Впрочем, вопрос с сестрой Алан отложил на потом, как делал всегда. В крайнем случае, он всегда сможет заплатить жрицам или снова пожертвовать внушительную сумму на строительство очередного храма. Хотя, если так посмотреть, то за шесть лет он уже столько денег на это благое дело пожертвовал, что в Леоринии храмы Сиятельной должны были возводиться на каждом углу.
Тяжело вздохнув, Алан уложил все свои приспособления обратно в сундук, запечатал его тем же хитрим способом, и спрятал в гардероб. Сам же направился к кровати, на ходу снимая сюртук и отстегивая перевязь с оружием. Хотелось помыться, но короткий взгляд на окно подтвердил то, что граф знал и так: пока хозяйка не проснется ванны ему не видать. А потому оставалось только одно – лечь спать.
Алан сбросил сапоги, распустил шнуровку рубашки и завалился на кровать прямо поверх домотканого покрывала. Повертелся, устраиваясь поудобнее, поежился, раздумывая, стоит ли укрыться или и так сойдет. И обретя, наконец, душевное спокойствие и отыскав самое приемлемое положение, вознамерился уснуть крепким сном и проспать, как минимум, несколько часов. Но стоило ему смежить веки, как в голове родилась мысль, от которой граф подскочил на месте как ужаленный.

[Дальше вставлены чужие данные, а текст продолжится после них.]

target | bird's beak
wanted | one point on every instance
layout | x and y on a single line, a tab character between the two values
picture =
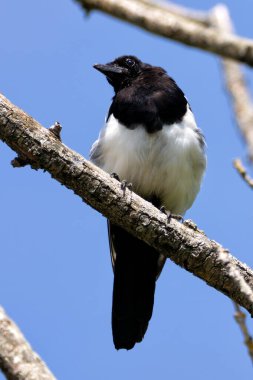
110	69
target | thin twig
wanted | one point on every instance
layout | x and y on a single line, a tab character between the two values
235	82
242	171
17	359
167	24
240	318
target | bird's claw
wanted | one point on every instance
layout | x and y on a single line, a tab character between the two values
170	215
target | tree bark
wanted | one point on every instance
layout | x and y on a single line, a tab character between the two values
182	243
168	24
17	359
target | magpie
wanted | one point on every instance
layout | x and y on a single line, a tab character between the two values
151	140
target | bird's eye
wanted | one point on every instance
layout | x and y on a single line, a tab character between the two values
130	62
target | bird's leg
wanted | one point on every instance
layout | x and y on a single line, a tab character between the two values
170	215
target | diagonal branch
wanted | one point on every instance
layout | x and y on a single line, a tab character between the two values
17	359
160	21
183	243
235	81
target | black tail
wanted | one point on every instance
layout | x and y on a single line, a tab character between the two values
135	272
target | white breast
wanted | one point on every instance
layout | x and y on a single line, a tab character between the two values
168	163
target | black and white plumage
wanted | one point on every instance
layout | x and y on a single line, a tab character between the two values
151	140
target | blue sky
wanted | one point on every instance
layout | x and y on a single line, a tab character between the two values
56	277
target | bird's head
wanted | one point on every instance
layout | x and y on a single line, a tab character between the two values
122	71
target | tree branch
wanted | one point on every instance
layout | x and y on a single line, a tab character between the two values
168	24
17	359
240	318
235	81
182	243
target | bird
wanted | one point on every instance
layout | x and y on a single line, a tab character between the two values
150	139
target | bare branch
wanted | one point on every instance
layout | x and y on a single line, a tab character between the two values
243	173
183	243
169	25
17	359
180	11
235	82
240	318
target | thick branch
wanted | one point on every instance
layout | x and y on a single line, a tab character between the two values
182	243
167	24
17	359
235	82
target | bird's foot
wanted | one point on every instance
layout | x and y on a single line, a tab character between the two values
170	215
126	185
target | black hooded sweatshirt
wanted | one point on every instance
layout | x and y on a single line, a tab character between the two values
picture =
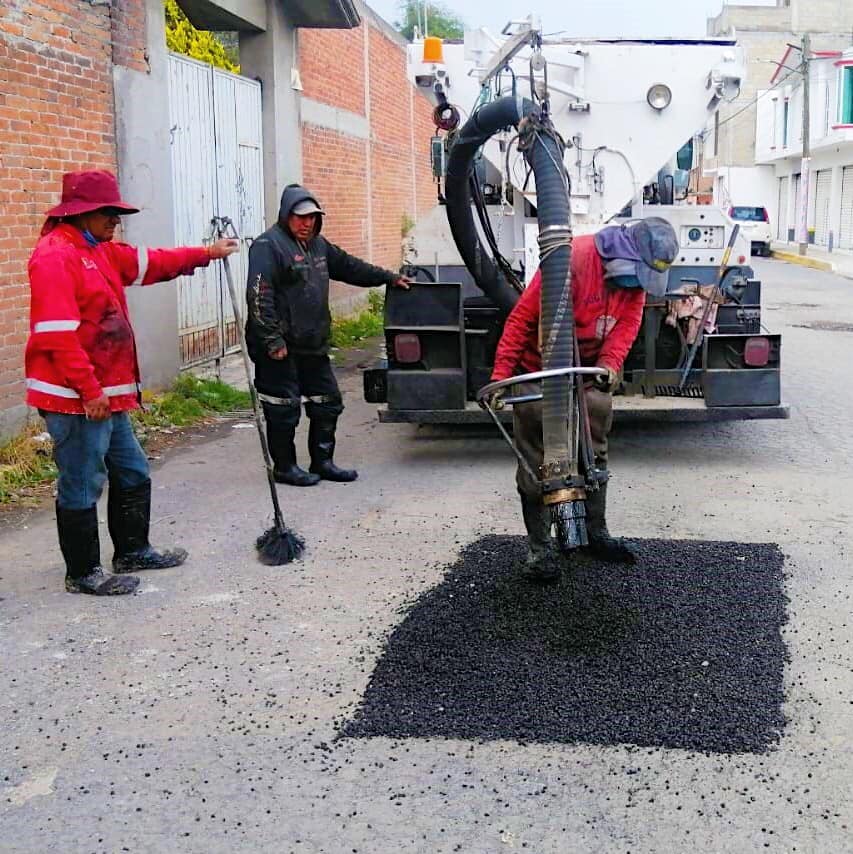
288	285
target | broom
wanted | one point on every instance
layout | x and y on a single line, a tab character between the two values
278	545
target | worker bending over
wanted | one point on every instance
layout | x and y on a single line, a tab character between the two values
610	273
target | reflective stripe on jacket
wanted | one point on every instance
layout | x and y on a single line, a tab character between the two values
81	343
607	319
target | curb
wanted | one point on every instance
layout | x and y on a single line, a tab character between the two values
803	261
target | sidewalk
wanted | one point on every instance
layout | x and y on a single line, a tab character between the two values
839	261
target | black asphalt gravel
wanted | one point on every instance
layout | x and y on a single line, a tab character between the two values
683	650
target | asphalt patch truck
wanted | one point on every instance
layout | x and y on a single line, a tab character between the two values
631	113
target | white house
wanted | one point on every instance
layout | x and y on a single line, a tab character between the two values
779	135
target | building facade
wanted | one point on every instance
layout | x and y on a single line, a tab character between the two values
86	85
764	33
779	148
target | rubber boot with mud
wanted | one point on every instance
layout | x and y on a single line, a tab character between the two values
539	565
601	544
283	450
321	446
129	518
81	548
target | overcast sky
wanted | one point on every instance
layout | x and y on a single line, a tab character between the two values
586	18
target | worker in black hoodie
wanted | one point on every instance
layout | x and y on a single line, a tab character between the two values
288	329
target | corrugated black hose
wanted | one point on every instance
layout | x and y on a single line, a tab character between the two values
482	125
544	150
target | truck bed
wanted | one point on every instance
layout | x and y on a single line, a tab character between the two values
625	410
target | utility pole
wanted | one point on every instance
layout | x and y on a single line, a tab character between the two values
805	174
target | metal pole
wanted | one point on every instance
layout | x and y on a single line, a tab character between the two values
805	176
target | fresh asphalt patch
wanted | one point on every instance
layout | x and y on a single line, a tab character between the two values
682	650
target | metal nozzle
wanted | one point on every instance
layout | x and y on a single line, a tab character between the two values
570	522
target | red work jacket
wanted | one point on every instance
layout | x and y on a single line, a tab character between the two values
81	343
607	319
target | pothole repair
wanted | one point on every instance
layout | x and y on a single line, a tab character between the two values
683	650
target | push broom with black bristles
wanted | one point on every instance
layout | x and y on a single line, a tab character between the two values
278	545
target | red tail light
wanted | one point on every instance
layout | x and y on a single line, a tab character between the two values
756	352
407	348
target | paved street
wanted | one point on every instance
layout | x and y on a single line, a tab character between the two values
201	715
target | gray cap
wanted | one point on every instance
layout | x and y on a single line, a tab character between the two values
306	207
657	245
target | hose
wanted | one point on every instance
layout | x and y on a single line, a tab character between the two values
483	124
544	152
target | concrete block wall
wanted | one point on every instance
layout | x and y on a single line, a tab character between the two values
365	141
56	115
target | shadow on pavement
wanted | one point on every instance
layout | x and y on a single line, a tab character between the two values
683	650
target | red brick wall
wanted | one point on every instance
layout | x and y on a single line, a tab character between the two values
335	165
331	64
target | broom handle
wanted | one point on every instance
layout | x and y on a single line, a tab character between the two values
222	224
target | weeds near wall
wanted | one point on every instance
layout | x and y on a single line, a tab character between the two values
349	332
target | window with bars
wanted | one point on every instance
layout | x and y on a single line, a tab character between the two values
846	87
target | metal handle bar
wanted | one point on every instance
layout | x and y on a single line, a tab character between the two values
486	390
491	388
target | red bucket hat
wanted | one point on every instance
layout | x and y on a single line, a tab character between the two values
87	191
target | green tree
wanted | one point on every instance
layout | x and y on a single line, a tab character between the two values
183	37
441	21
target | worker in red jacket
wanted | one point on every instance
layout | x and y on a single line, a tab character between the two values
83	377
611	272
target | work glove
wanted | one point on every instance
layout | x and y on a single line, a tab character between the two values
606	382
495	399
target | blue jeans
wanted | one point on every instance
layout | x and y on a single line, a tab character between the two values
87	452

- Нет, это уже ни в какие рамки не лезет! – возмущенно выругался Алан, с кряхтением сползая с кровати и снова направляясь к гардеробу. – Что же это за гадость, которая не только мозг туманит, а еще и память отшибает напрочь. И вот как можно было забыть о том, что герцог Бельдериз пригрел у себя на груди ламию?
Для Шинар последующие несколько дней прошли, словно в тумане. Герцогиня будто бы и не жила вовсе – плыла по течению и плохо представляла себе, куда именно ее вынесет.
Днями она слонялась по особняку, много гуляла в саду, но выходить за пределы поместья не рисковала. Герцог, воспрявший духом и почувствовавший себя намного лучше (что было тому причиной: свежий воздух Бъйори, наполненный солью моря, или же кровь ламии, которая придавала ему сил и возвращала молодость?), погрузился в дела и с утра до поздней ночи проводил в своем кабинете. Шинар это злило.
Капитан Рауз избегал свою госпожу и не показывался ей на глаза, что еще больше приводило молодую герцогиню в неистовство. Ей надоели эти игры в прятки, но поделать ничего не получалось. Отправиться к мужу и пожаловаться на то, что капитан стражи избегает ее? И что сказать? Чем объяснить причину? И что скажет сам капитан, если Антуан спросит? Шинар не знала, и рисковать не собиралась. Надежда, что герцог все еще не прознал о том, что произошло между ней и Раузом, слабо теплилась в груди и подливать масла в огонь не хотелось. А вот узнать у капитана, как обстоят поиски того леора, который так вовремя появился на пути молодой герцогини той страшной ночью, хотелось.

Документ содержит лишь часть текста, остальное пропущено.